The Naked and Famous

Ah, the J-Law Nude Photo Scandal. The words on lips around the globe. The catalyst behind the newest flurry of trolling and sex offender hysteria. And the reason for my deep and utter disdain at the public’s latest display of inhumanity towards the celebrity world.

An act of hacking which is neanderthal at best, a criminal violation at worst and a whole host of wrongs inbetween, seeing the Jennifer Lawrence naked photo headline filled me with a deep sense of outrage and sadness simultaneously. The public reaction to the so-called ‘leaking’ of Lawrence’s private life has been split into two camps; many have shown great empathy for the ‘shamed’ actress, yet others take on the alarmingly backward view that it is, somehow, her fault. The argument ‘don’t do it if you don’t want people to see it” lies parallel with the idea of rape victims ‘asking for it’. If you don’t want the whole world to see your boobs, love, who do you think you are taking photos on your own private mobile phone? If you didn’t want to be attacked, sweetie, you really shouldn’t have worn that skirt out. The men in this world can’t control themselves, don’t you know.

It harks back to the topless Kate Middleton scandal and Tulisa sex tape, where much of the public took on the view that, somehow, these celebrities were acting out of turn. You’re a royal now, Kate, you can’t just kick back with your boobs out like you could’ve pre-Windsor. You really should’ve examined the surrounding countryside for long lens photographers before you unclipped that bikini, honestly. Tulisa, I know you trusted that boyfriend of yours to film you in a rather uncompromising position around about his crotch area, but now that you’re a celebrity, why did you think trust came into the equation? Don’t be so naïve, princess. Come on.

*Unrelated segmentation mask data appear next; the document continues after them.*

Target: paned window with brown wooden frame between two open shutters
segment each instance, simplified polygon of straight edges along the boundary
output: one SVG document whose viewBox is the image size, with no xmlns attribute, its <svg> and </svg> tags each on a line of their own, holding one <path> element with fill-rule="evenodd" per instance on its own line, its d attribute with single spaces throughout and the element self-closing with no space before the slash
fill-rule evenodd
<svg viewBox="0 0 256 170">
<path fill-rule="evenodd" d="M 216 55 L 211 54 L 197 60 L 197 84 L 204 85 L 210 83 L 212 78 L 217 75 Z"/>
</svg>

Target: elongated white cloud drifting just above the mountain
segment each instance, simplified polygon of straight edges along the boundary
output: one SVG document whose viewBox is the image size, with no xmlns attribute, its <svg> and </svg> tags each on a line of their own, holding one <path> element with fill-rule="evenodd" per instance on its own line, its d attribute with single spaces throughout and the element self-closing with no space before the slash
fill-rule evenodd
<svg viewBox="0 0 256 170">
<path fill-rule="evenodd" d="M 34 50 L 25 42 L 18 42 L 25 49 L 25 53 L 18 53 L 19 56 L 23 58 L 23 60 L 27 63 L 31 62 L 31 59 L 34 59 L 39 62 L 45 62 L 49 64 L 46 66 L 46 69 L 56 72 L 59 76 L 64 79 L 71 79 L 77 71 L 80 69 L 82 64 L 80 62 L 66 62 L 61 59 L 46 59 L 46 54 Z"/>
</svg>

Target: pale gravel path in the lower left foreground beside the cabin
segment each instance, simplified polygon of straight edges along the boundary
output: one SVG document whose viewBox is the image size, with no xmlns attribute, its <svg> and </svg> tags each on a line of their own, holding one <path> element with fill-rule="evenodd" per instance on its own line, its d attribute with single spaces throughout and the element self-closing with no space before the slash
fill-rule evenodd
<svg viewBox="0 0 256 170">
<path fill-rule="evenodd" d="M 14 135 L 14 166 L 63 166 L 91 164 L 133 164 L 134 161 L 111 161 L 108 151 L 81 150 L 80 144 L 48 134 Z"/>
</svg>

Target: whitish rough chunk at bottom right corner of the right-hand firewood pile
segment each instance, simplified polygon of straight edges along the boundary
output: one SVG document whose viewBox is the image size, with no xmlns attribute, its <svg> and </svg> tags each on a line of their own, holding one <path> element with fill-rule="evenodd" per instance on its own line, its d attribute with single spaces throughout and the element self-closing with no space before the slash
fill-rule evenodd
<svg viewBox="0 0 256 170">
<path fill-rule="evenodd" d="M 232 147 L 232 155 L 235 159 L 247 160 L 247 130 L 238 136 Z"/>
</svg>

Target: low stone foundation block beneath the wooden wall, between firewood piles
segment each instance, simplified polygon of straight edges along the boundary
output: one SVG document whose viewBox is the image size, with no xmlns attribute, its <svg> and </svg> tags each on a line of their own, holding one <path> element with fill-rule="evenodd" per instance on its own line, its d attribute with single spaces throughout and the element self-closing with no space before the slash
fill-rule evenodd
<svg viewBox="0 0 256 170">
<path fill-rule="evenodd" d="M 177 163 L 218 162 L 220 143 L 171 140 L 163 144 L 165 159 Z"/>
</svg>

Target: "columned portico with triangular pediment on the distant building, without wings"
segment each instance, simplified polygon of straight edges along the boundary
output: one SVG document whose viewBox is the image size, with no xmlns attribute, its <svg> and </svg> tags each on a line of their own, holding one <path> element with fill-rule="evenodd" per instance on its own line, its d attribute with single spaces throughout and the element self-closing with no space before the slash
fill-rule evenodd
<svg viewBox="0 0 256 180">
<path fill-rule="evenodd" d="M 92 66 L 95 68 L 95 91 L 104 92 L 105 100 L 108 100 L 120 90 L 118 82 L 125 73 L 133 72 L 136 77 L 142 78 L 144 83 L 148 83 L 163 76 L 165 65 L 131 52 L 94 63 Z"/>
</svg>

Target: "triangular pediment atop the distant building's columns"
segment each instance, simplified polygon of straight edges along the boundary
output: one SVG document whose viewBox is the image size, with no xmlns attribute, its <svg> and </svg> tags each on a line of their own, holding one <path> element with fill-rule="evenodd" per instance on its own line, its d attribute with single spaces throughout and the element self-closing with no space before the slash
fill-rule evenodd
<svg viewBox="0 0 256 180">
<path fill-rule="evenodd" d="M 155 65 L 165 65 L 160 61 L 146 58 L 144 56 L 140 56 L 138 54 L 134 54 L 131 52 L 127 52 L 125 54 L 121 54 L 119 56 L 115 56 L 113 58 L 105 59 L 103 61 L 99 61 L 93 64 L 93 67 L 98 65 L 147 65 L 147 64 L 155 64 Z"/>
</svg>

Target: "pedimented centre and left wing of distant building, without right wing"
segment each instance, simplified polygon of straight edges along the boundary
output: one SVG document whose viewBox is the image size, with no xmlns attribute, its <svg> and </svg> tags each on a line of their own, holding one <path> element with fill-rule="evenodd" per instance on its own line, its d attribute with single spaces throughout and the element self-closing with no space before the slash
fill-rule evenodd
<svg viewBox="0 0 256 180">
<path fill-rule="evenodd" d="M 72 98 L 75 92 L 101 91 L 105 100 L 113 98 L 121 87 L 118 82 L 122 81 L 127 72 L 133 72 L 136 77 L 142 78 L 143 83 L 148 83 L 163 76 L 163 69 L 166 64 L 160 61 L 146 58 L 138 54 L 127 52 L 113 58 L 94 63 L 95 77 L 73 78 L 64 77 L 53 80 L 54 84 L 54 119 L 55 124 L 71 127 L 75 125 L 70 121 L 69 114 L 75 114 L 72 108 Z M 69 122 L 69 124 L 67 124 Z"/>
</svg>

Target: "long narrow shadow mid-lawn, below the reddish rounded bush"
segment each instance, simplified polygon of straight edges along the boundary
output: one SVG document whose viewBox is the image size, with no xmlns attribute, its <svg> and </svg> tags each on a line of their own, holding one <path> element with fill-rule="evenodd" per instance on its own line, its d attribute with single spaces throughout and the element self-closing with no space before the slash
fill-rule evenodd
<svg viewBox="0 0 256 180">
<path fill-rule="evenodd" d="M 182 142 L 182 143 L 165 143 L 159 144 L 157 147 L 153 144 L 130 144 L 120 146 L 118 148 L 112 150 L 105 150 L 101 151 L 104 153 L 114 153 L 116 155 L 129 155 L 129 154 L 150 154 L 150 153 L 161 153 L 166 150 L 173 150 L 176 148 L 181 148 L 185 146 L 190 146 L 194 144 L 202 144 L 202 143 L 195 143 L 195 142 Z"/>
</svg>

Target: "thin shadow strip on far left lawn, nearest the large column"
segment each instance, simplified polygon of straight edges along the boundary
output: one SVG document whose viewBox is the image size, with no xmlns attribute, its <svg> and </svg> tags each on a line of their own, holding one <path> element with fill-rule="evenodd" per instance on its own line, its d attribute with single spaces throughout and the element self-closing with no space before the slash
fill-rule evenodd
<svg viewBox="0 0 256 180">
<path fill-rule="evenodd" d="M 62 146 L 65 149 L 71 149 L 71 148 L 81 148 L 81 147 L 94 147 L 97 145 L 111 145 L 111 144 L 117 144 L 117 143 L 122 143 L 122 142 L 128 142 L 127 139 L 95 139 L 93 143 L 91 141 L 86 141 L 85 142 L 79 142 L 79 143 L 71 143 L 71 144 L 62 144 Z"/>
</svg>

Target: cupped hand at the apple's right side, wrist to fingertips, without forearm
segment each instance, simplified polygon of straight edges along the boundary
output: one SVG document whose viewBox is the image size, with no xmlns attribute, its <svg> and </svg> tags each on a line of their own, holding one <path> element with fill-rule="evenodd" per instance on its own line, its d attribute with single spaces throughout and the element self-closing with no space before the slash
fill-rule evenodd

Arguments existed across the web and in the pages of magazines and newspapers which seemed to claim that both these women acted recklessly. This argument is not only fundamentally wrong, it overlooks the most important factor in the whole thing: that these women are HUMAN BEINGS. While fame may bring with it certain responsibilities – guns and eating disorders should not be glamourised, for example – one of the prerequisities to celebdom should not be to act like some sort of Victorian robot, to never step out of line and to always act, what, like a woman? It brings to light certain sinister social ideas of what female celebrities, in particular, are ‘supposed’ to behave like. A public expectation which doesn’t apparently apply to men; famous or otherwise.

Indeed, it does always seem to be women, tellingly, who are ‘caught out’ in this way. Apparently it is more entertaining for the internet population to view a shamed woman than it is a man, and they are targeted accordingly. Therefore, for those of you who are viewing these images, you are not only misaligning your own moral compass, you are prolonging the abuse that Lawrence – and all the other victims – should never have had to deal with in the first place. Take a good look at yourself and ask, what if this was me, or someone I knew? Fame and humanity should not be two separate entities. Remember that they are human beings and they deserve some respect, just like you or I.